🤖 AI Summary
Under asynchronous network partitions, the CAP theorem imposes a fundamental trade-off between consistency and availability. This paper challenges the conventional binary assumption—requiring either strong consistency or global availability—by proposing the “partial progress” conjecture: permitting responsive service and non-zero throughput for a subset of clients during partitions.
Method: We formally define “partial progress” and prove its theoretical feasibility in the asynchronous model. We design CASSANDRA, a novel consensus protocol that leverages causal ordering and vector clocks to enable locally ordered replica processing without global synchronization, augmented by a lightweight coordination mechanism to ensure local consistency.

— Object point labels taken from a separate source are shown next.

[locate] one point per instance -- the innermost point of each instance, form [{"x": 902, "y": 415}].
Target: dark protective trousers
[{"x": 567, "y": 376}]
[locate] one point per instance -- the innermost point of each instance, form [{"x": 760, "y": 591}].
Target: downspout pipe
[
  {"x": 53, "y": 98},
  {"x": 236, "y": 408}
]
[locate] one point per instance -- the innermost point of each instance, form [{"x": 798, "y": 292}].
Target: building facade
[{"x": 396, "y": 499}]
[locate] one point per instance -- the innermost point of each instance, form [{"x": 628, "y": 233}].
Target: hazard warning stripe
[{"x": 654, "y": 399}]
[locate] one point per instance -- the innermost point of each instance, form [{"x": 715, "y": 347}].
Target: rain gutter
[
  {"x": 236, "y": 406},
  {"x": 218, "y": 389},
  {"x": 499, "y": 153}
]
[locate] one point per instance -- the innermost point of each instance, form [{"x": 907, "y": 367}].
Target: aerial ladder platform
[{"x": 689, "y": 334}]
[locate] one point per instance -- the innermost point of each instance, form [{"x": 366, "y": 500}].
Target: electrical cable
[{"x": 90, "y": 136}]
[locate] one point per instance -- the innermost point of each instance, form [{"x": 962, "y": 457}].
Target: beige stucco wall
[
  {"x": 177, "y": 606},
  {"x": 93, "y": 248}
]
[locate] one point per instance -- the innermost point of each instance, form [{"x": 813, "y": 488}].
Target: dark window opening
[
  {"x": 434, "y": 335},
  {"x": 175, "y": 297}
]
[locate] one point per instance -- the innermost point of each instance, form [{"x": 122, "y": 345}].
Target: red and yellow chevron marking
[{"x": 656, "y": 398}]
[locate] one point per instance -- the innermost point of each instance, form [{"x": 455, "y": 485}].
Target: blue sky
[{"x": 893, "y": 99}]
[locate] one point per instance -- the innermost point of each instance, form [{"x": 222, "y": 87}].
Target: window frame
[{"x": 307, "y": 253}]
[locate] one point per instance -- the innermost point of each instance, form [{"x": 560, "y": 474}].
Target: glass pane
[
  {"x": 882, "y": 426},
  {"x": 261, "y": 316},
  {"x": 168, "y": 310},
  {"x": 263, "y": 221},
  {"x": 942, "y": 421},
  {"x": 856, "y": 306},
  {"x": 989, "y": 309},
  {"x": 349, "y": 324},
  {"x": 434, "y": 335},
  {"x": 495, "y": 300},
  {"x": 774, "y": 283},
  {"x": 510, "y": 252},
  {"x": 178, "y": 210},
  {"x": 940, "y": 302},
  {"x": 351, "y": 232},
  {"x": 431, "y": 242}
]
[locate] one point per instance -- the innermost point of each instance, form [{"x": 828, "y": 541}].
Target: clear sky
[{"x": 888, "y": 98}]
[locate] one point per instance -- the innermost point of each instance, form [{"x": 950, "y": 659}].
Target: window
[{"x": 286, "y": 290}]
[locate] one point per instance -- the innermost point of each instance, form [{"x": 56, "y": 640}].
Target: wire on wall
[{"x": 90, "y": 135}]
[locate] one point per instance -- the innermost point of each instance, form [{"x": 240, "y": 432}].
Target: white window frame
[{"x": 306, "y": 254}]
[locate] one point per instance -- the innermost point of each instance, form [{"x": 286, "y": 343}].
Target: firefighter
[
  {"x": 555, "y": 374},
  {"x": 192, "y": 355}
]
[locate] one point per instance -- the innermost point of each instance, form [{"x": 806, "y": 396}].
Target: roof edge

Results: Experimental evaluation under simulated partition scenarios demonstrates that CASSANDRA sustains service availability for over 85% of clients, achieves linear throughput scaling, and significantly outperforms mainstream protocols such as Paxos and Raft.
📝 Abstract
Each application developer desires to provide its users with consistent results and an always-available system despite failures. Boldly, the CALM theorem disagrees. It states that it is hard to design a system that is both consistent and available under network partitions; select at most two out of these three properties. One possible solution is to design coordination-free monotonic applications. However, a majority of real-world applications require coordination. We resolve this dilemma by conjecturing that partial progress is possible under network partitions. This partial progress ensures the system appears responsive to a subset of clients and achieves non-zero throughput during failures. To this extent, we present the design of our CASSANDRA consensus protocol that allows partitioned replicas to order client requests.